The subgroup is denoted likewise $(K,*)$. We denote $K$ being a subgroup of $G$ by writing $K\leq G$.

In addition the notion of a subgroup of a semigroup can be defined in the following manner. Let $(S,*)$ be a semigroup and $H$ be a subset of $S$. Then $H$ is a subgroup of $S$ if $H$ is a subsemigroup of $S$ and $H$ is a group.

Properties:

• The set $\{e\}$ whose only element is the identity is a subgroup of any group. It is called the trivial subgroup.

• Every group is a subgroup of itself.

• The null set $\{\}$ is never a subgroup (since the definition of group states that the set must be non-empty).

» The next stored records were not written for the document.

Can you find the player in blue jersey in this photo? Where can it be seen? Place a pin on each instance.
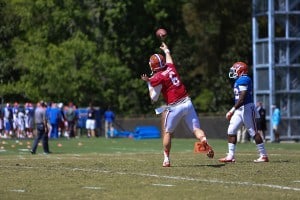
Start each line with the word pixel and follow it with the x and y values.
pixel 243 112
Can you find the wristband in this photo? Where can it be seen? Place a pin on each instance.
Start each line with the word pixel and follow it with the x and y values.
pixel 232 110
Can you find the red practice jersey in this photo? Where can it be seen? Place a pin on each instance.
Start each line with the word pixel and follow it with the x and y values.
pixel 172 87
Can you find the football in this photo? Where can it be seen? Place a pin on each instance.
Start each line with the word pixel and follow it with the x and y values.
pixel 161 33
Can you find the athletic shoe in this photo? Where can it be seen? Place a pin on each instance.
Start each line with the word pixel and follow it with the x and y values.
pixel 166 164
pixel 227 159
pixel 209 150
pixel 262 159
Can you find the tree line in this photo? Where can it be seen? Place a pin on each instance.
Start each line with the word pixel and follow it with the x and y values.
pixel 94 51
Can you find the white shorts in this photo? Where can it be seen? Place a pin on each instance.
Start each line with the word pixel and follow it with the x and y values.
pixel 244 115
pixel 90 124
pixel 183 111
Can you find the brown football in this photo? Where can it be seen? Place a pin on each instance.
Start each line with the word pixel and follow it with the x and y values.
pixel 161 33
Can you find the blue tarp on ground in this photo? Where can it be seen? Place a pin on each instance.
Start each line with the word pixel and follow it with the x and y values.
pixel 140 132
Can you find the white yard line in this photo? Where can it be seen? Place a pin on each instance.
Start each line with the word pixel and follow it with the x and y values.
pixel 216 181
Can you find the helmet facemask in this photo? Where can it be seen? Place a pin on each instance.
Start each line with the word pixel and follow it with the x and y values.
pixel 156 62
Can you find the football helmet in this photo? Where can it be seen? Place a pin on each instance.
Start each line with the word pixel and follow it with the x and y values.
pixel 238 69
pixel 157 62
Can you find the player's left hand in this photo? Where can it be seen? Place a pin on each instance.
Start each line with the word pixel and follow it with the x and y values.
pixel 230 113
pixel 144 77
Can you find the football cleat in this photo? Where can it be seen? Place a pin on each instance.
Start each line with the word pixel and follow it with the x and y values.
pixel 209 151
pixel 262 159
pixel 166 164
pixel 227 159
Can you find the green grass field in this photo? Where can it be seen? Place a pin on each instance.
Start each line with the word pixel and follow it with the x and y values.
pixel 102 168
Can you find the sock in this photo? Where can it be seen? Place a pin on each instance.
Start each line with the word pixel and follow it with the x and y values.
pixel 202 139
pixel 261 149
pixel 231 149
pixel 166 155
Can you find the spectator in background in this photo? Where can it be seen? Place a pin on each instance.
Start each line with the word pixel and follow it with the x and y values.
pixel 70 116
pixel 15 110
pixel 91 121
pixel 276 118
pixel 261 121
pixel 8 120
pixel 109 118
pixel 41 127
pixel 1 122
pixel 29 118
pixel 54 116
pixel 242 134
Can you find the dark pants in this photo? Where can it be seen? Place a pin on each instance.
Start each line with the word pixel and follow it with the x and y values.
pixel 41 135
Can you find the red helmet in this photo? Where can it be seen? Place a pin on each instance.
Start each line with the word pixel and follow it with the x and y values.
pixel 157 62
pixel 238 69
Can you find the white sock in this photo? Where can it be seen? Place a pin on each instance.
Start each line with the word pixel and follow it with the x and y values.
pixel 166 156
pixel 231 149
pixel 261 149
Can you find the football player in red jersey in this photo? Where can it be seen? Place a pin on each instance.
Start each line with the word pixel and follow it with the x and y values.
pixel 166 80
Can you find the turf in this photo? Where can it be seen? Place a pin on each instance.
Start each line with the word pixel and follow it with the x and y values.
pixel 99 168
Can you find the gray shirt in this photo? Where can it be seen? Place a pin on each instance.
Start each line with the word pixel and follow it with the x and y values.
pixel 40 115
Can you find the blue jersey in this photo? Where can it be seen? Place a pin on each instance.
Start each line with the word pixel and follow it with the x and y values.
pixel 243 83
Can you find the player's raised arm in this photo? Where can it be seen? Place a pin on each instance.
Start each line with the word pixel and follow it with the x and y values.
pixel 165 48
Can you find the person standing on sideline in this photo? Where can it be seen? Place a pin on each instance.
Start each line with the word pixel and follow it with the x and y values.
pixel 109 118
pixel 276 118
pixel 91 121
pixel 166 80
pixel 261 121
pixel 70 116
pixel 41 128
pixel 54 119
pixel 243 112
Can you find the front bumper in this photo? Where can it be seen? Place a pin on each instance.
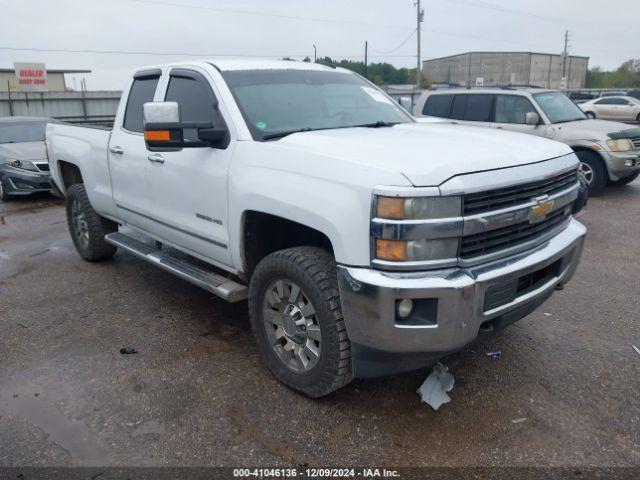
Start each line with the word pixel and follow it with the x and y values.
pixel 458 297
pixel 17 181
pixel 622 164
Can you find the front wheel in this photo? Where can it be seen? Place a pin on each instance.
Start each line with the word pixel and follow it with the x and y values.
pixel 4 196
pixel 296 317
pixel 594 171
pixel 86 227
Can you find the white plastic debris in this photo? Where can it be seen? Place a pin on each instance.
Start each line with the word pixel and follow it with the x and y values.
pixel 433 390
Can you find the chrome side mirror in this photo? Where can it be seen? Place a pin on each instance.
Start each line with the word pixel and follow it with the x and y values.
pixel 161 112
pixel 406 103
pixel 532 118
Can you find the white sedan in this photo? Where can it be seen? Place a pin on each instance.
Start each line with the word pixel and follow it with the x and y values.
pixel 620 108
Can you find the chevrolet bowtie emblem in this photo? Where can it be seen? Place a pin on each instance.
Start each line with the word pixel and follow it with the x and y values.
pixel 539 211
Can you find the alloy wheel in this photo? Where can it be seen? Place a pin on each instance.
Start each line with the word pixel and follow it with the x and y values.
pixel 80 225
pixel 292 325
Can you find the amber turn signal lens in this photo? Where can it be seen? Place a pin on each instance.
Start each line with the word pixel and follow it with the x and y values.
pixel 157 135
pixel 391 250
pixel 390 207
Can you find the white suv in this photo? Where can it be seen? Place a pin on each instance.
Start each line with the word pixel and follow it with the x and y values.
pixel 609 152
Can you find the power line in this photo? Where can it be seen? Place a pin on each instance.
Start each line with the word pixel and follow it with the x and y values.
pixel 267 14
pixel 183 54
pixel 404 42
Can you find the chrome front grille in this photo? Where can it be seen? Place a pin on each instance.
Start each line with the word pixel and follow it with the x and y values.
pixel 492 241
pixel 498 199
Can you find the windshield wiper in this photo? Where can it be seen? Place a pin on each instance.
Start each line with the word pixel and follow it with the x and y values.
pixel 271 136
pixel 377 124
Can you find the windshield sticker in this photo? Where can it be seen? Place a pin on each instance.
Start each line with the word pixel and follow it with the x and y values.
pixel 376 95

There is a very useful theorem that allows proving a given subset is a subgroup.

Theorem:
If $K$ is a nonempty subset of the group $G$. Then $K$ is a subgroup of $G$ if and only if $s,t\in K$ implies that $st^{-1}\in K$.

Proof: First we need to show if $K$ is a subgroup of $G$ then $st^{-1}\in K$. Since $s,t\in K$ then $st^{-1}\in K$, because $K$ is a group by itself.
Now, suppose that if for any $s,t\in K\subseteq G$ we have $st^{-1}\in K$. We want to show that $K$ is a subgroup, which we will accomplish by proving it holds the group axioms.

Since $tt^{-1}\in K$ by hypothesis, we conclude that the identity element is in $K$: $e\in K$. (Existence of identity)

Now that we know $e\in K$, for all $t$ in $K$ we have that $et^{-1}=t^{-1}\in K$ so the inverses of elements in $K$ are also in $K$. (Existence of inverses).

Let $s,t\in K$. Then we know that $t^{-1}\in K$ by last step. Applying hypothesis shows that

 $s(t^{-1})^{-1}=st\in K$

so $K$ is closed under the operation. $QED$

Example:

• Consider the group $(\mathbb{Z},+)$. Show that$(2\mathbb{Z},+)$ is a subgroup.

The subgroup is closed under addition since the sum of even integers is even.

The identity $0$ of $\mathbb{Z}$ is also on $2\mathbb{Z}$ since $2$ divides $0$. For every $k\in 2\mathbb{Z}$ there is an $-k\in 2\mathbb{Z}$ which is the inverse under addition and satisfies $-k+k=0=k+(-k)$. Therefore $(2\mathbb{Z},+)$ is a subgroup of $(\mathbb{Z},+)$.

Another way to show $(2\mathbb{Z},+)$ is a subgroup is by using the proposition stated above. If $s,t\in 2\mathbb{Z}$ then $s,t$ are even numbers and $s-t\in 2\mathbb{Z}$ since the difference of even numbers is always an even number.